In the TikTok video, user Zkchillin says: “I recently learnt about this term called ‘quiet quitting’, where you're not outright quitting your job, but you're quitting the idea of going above and beyond. You're still performing your duties, but you're no longer subscribing to the hustle culture mentality that work has to be your life. The reality is, it’s not, and your worth as a person is not defined by your labour.” The video has garnered more than three million views.
“Yup, it’s happening,” says Dr Seema Hingorrany, clinical psychologist and author of Beating The Blues: A Complete Guide to Overcoming Depression, from India. “Youngsters are questioning what their work should entail, what demands it should be allowed to make. Until 2020, they went along with all kinds of demands at work because that was just how it was. Losing loved ones and spending time with family made them realise what they were missing out on.
"So many didn’t even realise they were suffering from chronic fatigue syndrome and that they were working at a pace that didn’t allow them to process what was happening in their lives. Staying away from work made them think of work as work, not their lives.”
Crawling under the radar
Zenab (name changed upon request), 23, a digital marketeer from Dubai, is a quiet-quitter who clocks in and out exactly on time ― not sooner and definitely not later ― and quietly coasts along at her current place of employment. While she is careful not to ruffle feathers or get into any kind of trouble, she is equally committed to not lifting a finger to do anything more than her assigned responsibilities.
“Why should I do work I’m not getting paid for? It’s not like they’re going to pause for even a second before firing me if the choice was between me and the company’s bottom line. So, what’s the point?”
That’s a question raised repeatedly in the online anti-work subreddit forum dedicated to “those who want to end work, are curious about ending work, want to get the most out of a work-free life”. And it is also a sentiment that’s shared by people outside of the echo chambers of social media. According to analytics company Gallup's State of the Global Workplace 2022 report, 60 per cent of the world’s workers feel emotionally detached from their jobs and 19 per cent are actively miserable.
Despite the misery, quiet-quitters and even great resigners are not looking to end work altogether. They’re just pursuing more peaceful lives that don’t revolve around their careers and leave enough room for pursuits outside of it.
“It doesn’t matter that I want to just stare at my walls while lying in bed with my cat next to me,” half-jokes Surabhi Agarwal, 21, a start-up sales executive from Bengaluru.
“The powers that be keep finding ways to scare us into thinking we need to keep pushing the limit or we’ll be out on the streets. First it was Covid, now it’s dire warnings about an economic slowdown. ‘Exceeds expectations’ is the expectation all the time now. You can’t win, so you might as well check out.”
Agarwal's way of retaliation? Logging just as many sales as it takes to stay off management’s radar and out of any “performance improvement traps”.
“I’ve significantly cut back my expenses and have no wish to win any employee of the week/month/quarter awards. I’d really rather just chill with my cats.”

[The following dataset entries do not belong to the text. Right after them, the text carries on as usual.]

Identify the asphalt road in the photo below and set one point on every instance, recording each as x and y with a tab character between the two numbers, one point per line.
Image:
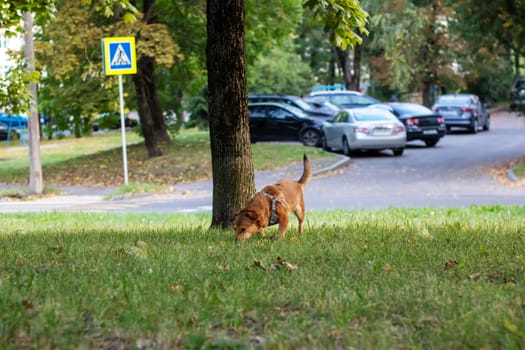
455	173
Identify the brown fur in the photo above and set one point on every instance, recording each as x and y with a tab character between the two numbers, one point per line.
257	213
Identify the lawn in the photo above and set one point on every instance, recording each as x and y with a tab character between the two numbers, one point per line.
385	279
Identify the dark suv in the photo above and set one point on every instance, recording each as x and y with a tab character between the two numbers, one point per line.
517	94
295	101
463	111
270	121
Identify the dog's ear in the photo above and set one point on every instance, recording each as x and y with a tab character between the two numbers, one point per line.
232	220
251	214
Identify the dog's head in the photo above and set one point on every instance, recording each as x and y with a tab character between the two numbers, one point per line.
245	224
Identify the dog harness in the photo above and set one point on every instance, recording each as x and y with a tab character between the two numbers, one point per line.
273	217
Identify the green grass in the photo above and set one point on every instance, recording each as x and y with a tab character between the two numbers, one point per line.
519	169
386	279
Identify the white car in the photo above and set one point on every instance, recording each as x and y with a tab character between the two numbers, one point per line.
344	98
362	129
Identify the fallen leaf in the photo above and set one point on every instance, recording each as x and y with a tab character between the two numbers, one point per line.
450	264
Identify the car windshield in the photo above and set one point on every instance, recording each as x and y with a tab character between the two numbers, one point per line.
302	104
371	115
454	100
411	109
296	111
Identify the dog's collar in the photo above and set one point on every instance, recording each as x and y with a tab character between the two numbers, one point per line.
273	217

The grass may not be greener
According to Dr Anita Williams Woolley, an associate professor of organisational behaviour and theory at Carnegie Mellon University, while having employees who have “quietly quit” is undeniably harmful for businesses (units with engaged workers have 23 per cent higher profits than those with miserable workers, according to the Gallup report), it’s bad for workers, too.
“Human beings are at their best when they are engaging in activities they find intrinsically motivating — when they are motivated to do a task because of the experience of the work itself and its results, in contrast to doing something purely for the money or because someone is making them do it,” says Williams Woolley.

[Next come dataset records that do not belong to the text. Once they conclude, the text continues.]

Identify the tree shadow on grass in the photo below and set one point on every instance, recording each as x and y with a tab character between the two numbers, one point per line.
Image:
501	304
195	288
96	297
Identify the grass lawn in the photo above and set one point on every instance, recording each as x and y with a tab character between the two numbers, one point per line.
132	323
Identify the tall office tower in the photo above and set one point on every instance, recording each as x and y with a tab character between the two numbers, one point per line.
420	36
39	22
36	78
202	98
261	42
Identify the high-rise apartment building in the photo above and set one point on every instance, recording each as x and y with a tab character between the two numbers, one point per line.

“Additionally, sliding by doing the minimum is a habit that can persist in the same ways that people develop habits around bad eating, not exercising or spending too much time on social media instead of doing other more important things.

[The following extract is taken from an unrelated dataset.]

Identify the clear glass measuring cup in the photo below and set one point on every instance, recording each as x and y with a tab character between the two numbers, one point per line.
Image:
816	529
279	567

“Besides, and very importantly, behaviour like quiet quitting does not go unnoticed, and workers may not realise the negative effects it is having on their current job and potential future opportunities until it is too late.”
Hingorrany agrees. “Quiet quitting can buy you some time as you figure out your life’s direction, but I doubt it can work as a long-term strategy, especially if you’re higher up the ladder. My clients know that eventually they might be in a position where they’ll either have to get in line or leave.
“Most parts of the world are nowhere close to legislating this [a work-life balance], like it is in parts of Europe, where it is illegal to contact workers after-hours. So if you’re going to quiet-quit, be aware of what might be awaiting you a little way down the road and prepare your life and finances for that eventuality. Don’t do it without a solid plan.”